While working on the 3D room, I realised the next logical step was to get more information on user analytics and their behaviours. What is clicked on most, what is not, so that I could iteratively improve features that are used, remove those that are not, and free up space for new ones to be built.
In designing this, I went with a modular infrastructure approach by building a separate analytics pipeline, completely isolated from the portfolio site itself. The portfolio site already has one job: serve the room and the classic pages. By isolating the components, if the analytics service breaks, the portfolio should still work. Keeping them separate means each component can be deployed, updated, and continue to function independently.
How the site and analytics work together
Portfolio Site -> /track -> QStash -> /consume -> Redis
|
Dashboard <- /stats <--------------------------------+
The analytics service has three public endpoints. POST /track is what the browser calls whenever a visitor does something: entering the 3D room, clicking an object, and so on. The endpoint validates the event (only known types and object IDs are accepted), rate limits by IP, and hands it off to QStash, a message queue service similar to Kafka.
POST /consume is called by QStash automatically whenever a new event arrives. It checks the request is genuinely from QStash, then increments the right counter in Redis. Room entries, object clicks, and page views all have their own key.
GET /stats is what the dashboard calls every 30 seconds to get the latest numbers from Redis.
Why QStash
QStash is Upstash's HTTP-based message queue, similar to Kafka, designed specifically for serverless environments. It fits the same pattern: publish a message, specify a delivery URL, and QStash handles the rest.
Why Node.js and not Python or FastAPI
The analytics service is written in Node.js rather than Python or FastAPI, partly because the Upstash SDKs for Redis and QStash are JavaScript-first, which made integration straightforward. FastAPI would have been a reasonable choice if the analytics involved heavier computation such as ML-based workflows, but for three endpoints that validate events and increment Redis counters, Node.js was the simpler fit.
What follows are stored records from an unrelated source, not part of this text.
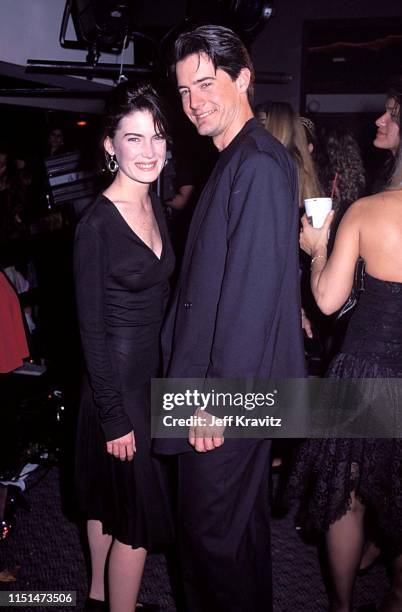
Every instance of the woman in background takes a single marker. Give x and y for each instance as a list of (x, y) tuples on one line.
[(123, 260), (337, 479), (283, 123)]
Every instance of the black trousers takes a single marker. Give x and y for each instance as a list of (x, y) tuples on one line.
[(223, 528)]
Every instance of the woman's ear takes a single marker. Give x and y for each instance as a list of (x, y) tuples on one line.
[(108, 145)]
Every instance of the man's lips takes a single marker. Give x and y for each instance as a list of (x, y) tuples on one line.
[(200, 116)]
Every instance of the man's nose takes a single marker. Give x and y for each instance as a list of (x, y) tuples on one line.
[(196, 100), (381, 121)]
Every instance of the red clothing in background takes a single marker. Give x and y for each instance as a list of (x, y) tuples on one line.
[(13, 343)]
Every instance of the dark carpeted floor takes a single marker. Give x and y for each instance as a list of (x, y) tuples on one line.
[(47, 546)]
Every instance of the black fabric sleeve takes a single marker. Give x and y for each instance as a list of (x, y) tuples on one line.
[(90, 269), (261, 213)]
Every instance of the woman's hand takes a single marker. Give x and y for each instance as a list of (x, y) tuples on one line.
[(314, 240), (122, 448)]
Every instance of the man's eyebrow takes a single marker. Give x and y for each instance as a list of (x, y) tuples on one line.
[(197, 81)]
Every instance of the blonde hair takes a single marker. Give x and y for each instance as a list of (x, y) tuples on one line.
[(283, 123)]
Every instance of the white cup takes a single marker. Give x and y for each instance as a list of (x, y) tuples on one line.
[(317, 209)]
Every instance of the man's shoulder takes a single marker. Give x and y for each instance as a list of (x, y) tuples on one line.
[(259, 147)]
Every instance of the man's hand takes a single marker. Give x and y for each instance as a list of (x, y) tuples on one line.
[(122, 448), (306, 325), (206, 437)]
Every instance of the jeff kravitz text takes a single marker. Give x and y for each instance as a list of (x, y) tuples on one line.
[(226, 421)]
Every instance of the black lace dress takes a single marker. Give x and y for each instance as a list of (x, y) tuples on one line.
[(326, 471)]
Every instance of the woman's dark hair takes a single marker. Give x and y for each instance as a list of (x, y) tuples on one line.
[(223, 47), (128, 98)]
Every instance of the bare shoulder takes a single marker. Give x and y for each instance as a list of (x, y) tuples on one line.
[(363, 208)]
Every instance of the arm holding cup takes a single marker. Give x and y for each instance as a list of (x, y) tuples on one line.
[(332, 279)]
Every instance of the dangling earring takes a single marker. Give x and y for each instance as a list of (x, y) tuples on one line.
[(112, 164)]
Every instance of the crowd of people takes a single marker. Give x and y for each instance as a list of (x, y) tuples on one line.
[(234, 312)]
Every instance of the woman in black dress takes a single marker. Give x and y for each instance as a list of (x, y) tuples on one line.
[(337, 479), (123, 261)]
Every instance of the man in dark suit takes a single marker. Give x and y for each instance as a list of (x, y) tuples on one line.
[(236, 314)]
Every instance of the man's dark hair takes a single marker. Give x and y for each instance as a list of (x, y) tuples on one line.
[(223, 47), (128, 98)]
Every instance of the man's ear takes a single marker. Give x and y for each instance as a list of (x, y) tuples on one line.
[(108, 145), (243, 80)]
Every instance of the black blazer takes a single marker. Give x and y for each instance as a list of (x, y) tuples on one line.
[(236, 311)]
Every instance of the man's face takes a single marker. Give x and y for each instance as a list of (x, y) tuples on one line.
[(388, 132), (210, 98)]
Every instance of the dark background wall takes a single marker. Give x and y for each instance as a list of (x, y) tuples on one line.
[(279, 46)]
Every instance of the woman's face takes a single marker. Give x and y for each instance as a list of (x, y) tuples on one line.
[(140, 151), (388, 132)]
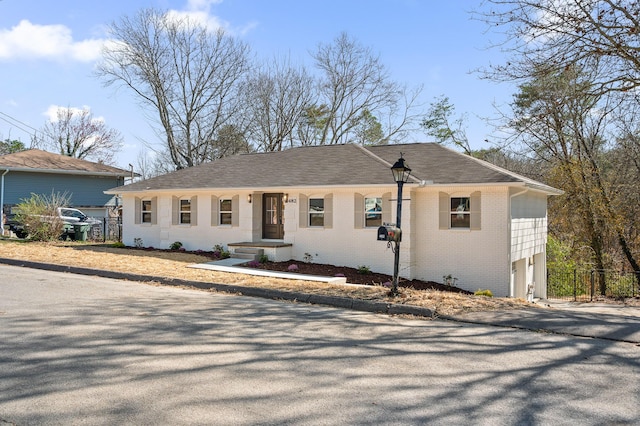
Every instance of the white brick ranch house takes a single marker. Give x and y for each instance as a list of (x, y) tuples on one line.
[(462, 217)]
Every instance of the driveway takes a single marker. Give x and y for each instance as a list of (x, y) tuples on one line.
[(599, 320), (85, 350)]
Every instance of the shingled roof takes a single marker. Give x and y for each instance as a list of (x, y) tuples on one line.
[(36, 160), (334, 165)]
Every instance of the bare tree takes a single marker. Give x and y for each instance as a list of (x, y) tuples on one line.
[(560, 119), (441, 125), (552, 35), (77, 133), (353, 86), (187, 74), (277, 97)]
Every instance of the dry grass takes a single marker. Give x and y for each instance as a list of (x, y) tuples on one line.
[(175, 265)]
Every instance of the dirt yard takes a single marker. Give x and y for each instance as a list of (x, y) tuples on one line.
[(174, 264)]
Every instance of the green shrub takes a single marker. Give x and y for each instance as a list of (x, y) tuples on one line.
[(364, 270), (220, 252), (486, 293), (39, 215)]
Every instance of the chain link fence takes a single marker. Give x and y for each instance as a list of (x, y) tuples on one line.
[(109, 230)]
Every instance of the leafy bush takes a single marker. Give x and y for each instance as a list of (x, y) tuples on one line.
[(219, 252), (486, 293), (364, 270), (39, 215)]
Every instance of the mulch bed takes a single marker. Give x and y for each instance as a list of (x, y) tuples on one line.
[(353, 275)]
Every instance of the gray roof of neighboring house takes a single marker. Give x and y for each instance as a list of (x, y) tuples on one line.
[(35, 160), (334, 165)]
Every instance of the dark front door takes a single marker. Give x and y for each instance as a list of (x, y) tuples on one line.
[(272, 217)]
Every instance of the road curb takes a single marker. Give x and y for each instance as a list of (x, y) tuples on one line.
[(274, 294)]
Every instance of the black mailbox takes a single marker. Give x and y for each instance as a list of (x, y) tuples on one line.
[(389, 233)]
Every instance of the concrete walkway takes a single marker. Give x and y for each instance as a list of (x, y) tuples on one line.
[(230, 265), (596, 320)]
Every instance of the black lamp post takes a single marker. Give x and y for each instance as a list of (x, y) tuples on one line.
[(401, 174)]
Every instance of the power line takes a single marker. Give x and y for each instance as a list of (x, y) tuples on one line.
[(12, 121)]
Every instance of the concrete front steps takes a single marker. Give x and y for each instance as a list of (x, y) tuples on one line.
[(247, 253)]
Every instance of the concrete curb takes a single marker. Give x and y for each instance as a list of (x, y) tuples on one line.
[(294, 296)]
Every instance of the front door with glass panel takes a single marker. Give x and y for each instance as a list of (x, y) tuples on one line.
[(272, 216)]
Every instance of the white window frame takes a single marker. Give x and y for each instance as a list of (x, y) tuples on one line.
[(146, 216), (378, 213), (462, 211), (317, 213), (229, 212), (184, 213)]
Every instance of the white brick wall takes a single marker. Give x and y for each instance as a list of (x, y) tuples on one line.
[(478, 259)]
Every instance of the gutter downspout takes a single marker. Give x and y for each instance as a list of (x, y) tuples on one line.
[(511, 281), (2, 201)]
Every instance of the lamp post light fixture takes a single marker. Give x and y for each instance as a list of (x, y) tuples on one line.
[(401, 174)]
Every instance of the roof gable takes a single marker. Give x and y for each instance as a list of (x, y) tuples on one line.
[(334, 165), (37, 160)]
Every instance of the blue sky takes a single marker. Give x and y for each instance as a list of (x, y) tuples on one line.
[(48, 50)]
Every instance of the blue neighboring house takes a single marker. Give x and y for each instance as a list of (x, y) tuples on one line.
[(40, 172)]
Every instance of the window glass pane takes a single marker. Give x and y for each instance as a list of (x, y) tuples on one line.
[(225, 218), (146, 211), (372, 212), (225, 205), (461, 218), (185, 211), (225, 212), (460, 204), (316, 204), (316, 212)]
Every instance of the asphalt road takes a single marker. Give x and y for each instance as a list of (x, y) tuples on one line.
[(84, 350)]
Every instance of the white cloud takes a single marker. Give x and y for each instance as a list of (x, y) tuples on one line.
[(199, 11), (28, 41), (201, 4), (212, 23)]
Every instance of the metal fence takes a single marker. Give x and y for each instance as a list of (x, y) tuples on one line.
[(589, 285)]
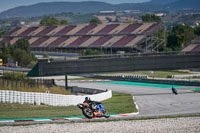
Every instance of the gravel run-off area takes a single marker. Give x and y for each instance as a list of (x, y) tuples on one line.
[(178, 125)]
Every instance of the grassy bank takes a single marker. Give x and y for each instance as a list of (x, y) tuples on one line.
[(39, 89), (119, 103), (156, 74)]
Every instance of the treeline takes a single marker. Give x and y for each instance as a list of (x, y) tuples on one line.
[(177, 38), (20, 52), (51, 21)]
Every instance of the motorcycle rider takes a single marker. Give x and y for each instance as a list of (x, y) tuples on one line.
[(93, 104)]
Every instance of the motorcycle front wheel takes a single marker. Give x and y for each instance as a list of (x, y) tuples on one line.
[(88, 113), (106, 114)]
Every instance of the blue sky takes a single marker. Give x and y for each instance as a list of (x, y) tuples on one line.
[(7, 4)]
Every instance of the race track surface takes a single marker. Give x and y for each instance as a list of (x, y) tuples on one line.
[(154, 101)]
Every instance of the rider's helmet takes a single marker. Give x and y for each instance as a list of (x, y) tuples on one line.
[(87, 99)]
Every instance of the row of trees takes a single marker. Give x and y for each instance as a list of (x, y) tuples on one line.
[(20, 52), (179, 37), (50, 21), (150, 18)]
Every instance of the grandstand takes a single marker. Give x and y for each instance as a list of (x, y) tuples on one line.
[(194, 46), (126, 37)]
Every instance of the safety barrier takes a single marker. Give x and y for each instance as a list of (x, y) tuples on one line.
[(7, 96)]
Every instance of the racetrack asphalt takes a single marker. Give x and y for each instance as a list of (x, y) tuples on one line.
[(153, 101)]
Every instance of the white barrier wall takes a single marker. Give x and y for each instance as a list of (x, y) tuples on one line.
[(49, 99)]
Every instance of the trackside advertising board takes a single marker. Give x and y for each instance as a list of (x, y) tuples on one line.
[(1, 62)]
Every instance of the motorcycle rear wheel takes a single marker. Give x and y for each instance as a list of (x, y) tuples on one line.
[(88, 113)]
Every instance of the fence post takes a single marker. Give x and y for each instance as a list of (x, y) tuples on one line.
[(66, 82)]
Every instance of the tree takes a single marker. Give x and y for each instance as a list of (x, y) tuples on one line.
[(20, 52), (22, 44), (49, 21), (179, 37), (129, 21), (95, 21), (90, 51), (23, 58), (150, 18), (6, 52), (197, 30), (64, 22)]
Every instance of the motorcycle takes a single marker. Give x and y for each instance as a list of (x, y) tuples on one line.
[(91, 110)]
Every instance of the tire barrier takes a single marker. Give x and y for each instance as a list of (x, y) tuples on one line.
[(7, 96)]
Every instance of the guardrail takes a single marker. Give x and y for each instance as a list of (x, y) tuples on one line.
[(7, 96)]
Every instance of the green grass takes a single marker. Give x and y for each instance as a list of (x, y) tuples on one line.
[(156, 74), (196, 90), (119, 103), (40, 89), (82, 79)]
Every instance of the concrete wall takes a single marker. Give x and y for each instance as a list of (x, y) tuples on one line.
[(49, 99), (76, 90), (120, 64), (156, 81)]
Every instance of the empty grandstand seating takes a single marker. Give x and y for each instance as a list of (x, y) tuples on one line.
[(65, 30), (108, 29), (28, 31), (79, 41), (197, 40), (47, 30), (151, 28), (58, 41), (83, 36), (100, 41), (86, 29), (196, 49), (5, 40), (135, 41), (124, 41), (130, 28), (13, 31), (39, 41)]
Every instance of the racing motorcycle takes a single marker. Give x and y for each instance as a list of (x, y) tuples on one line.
[(92, 110)]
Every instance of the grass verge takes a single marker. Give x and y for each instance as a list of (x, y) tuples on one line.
[(156, 74), (39, 89), (119, 103)]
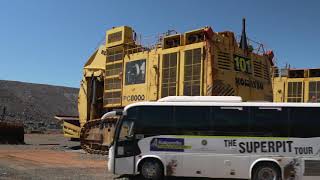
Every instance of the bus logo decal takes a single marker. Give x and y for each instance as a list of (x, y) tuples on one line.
[(168, 144)]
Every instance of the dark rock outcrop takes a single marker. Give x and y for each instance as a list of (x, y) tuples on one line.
[(35, 105)]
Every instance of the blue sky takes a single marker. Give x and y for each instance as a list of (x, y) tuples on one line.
[(48, 41)]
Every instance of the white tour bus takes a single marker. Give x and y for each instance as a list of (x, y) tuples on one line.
[(217, 137)]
Why Chart.js for the dashboard and not Grafana
Grafana needs a dedicated data source such as Prometheus to pull metrics from. That means running additional infrastructure just to display the counters. I wanted to keep it lightweight for my portfolio site, and Chart.js can read directly from the /stats endpoint and render charts without any additional backend.
Current limitations
This works well for a moderate load of messages, but sending events via HTTP instead of a persistent connection may throttle when load gets large. For high volume, Kafka is still the right approach.
What's next
With the event pipeline in place, the next step is to feed those signals back into improving the site and application. Knowing what visitors consistently click, I'm hoping that these signals could help improve how Baymax answers questions, prioritising information that visitors most frequently ask about. Longer term, a pipeline that detects patterns and surfaces recommendations automatically would make the portfolio adaptive as well.